Paulo Ferreira disse que aguarda a contribuição dos que nada pagaram ainda - ou uma segunda parcela dos que foram econômicos na ajuda ao partido - até o fim do mês. Para cada um dos doadores ele pretende entregar uma medalha pela contribuição. Os que derem pouco, como Adão Pretto, deverão receber uma medalha mixuruca.

"Vamos ter todo tipo de medalha. Os que mais ajudaram vão receber a de diamante; outros, a de ouro, a de prata, a de bronze. Vai ter todo tipo", disse Ferreira. E qual será a de Adão Pretto? "Vai ser uma medalha de lata", disse o tesoureiro.

A campanha de arrecadação do PT vai ser encerrada com dois jantares, um no Rio de Janeiro, outro em São Paulo, ambos no fim do mês.

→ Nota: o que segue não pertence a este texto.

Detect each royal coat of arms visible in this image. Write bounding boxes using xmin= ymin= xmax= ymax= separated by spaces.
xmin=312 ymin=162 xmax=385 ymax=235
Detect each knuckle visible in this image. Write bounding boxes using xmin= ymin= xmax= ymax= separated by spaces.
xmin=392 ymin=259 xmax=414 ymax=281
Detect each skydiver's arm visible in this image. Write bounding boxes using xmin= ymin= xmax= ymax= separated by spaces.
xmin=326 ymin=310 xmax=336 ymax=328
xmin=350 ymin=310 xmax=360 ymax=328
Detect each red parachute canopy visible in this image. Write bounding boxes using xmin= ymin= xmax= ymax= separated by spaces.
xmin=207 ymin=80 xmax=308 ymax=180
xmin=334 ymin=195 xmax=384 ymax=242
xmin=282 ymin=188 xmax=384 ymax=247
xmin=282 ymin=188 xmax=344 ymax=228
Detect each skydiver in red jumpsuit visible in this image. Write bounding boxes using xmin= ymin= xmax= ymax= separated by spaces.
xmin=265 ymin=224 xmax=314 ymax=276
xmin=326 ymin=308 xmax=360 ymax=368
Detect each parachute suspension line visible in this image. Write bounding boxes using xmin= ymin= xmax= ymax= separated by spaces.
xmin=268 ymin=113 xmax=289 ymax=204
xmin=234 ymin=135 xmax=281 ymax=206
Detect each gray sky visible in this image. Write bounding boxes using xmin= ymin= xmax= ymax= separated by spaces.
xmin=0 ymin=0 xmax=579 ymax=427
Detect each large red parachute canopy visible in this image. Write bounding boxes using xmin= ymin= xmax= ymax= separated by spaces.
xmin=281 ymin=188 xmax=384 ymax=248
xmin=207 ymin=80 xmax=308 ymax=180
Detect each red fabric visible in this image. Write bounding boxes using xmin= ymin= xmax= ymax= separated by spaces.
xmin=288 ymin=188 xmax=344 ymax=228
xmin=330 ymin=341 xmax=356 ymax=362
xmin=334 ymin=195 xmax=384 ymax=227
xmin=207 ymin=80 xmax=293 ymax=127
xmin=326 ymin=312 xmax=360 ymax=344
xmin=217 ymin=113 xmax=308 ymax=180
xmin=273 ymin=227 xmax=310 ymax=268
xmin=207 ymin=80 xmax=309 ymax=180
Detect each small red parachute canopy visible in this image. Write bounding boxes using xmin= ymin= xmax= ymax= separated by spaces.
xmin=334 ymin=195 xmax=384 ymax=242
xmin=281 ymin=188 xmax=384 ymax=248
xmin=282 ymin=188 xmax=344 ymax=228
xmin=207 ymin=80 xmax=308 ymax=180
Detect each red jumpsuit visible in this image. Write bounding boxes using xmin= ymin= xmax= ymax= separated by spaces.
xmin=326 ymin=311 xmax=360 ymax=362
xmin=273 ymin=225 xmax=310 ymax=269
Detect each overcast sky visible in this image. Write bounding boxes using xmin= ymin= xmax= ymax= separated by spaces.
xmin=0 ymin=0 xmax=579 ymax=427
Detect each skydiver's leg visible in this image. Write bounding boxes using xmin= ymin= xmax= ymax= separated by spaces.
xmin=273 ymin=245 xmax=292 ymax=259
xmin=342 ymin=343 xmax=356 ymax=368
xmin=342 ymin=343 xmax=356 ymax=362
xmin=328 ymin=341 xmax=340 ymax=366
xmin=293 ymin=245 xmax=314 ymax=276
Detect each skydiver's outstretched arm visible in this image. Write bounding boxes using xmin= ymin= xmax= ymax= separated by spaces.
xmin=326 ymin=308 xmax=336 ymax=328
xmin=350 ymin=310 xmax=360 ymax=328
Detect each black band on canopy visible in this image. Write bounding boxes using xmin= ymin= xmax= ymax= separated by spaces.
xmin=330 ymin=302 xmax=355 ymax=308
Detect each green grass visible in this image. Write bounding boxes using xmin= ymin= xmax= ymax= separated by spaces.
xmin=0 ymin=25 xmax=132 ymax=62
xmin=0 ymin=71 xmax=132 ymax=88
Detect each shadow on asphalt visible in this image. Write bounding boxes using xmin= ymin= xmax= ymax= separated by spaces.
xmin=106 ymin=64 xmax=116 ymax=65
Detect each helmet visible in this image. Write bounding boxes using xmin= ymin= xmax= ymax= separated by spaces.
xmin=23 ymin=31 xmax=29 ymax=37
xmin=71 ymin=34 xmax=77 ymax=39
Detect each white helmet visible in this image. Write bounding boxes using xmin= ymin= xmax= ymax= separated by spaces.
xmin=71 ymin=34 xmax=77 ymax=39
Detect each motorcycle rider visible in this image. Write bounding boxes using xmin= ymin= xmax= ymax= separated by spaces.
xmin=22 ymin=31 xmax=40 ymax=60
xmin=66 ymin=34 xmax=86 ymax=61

No dia 24, logo depois da convenção que vai ratificar a candidatura à reeleição de Luiz Inácio Lula da Silva, será organizado um grande forró, no Minas Tênis Clube, mesmo local da escolha dos candidatos a presidente e a vice. A mesa para seis pessoas custará R$ 300; para quatro, R$ 200 e, avulsos, sem direito a mesa, R$ 20. As informações são de O Estado de S. Paulo.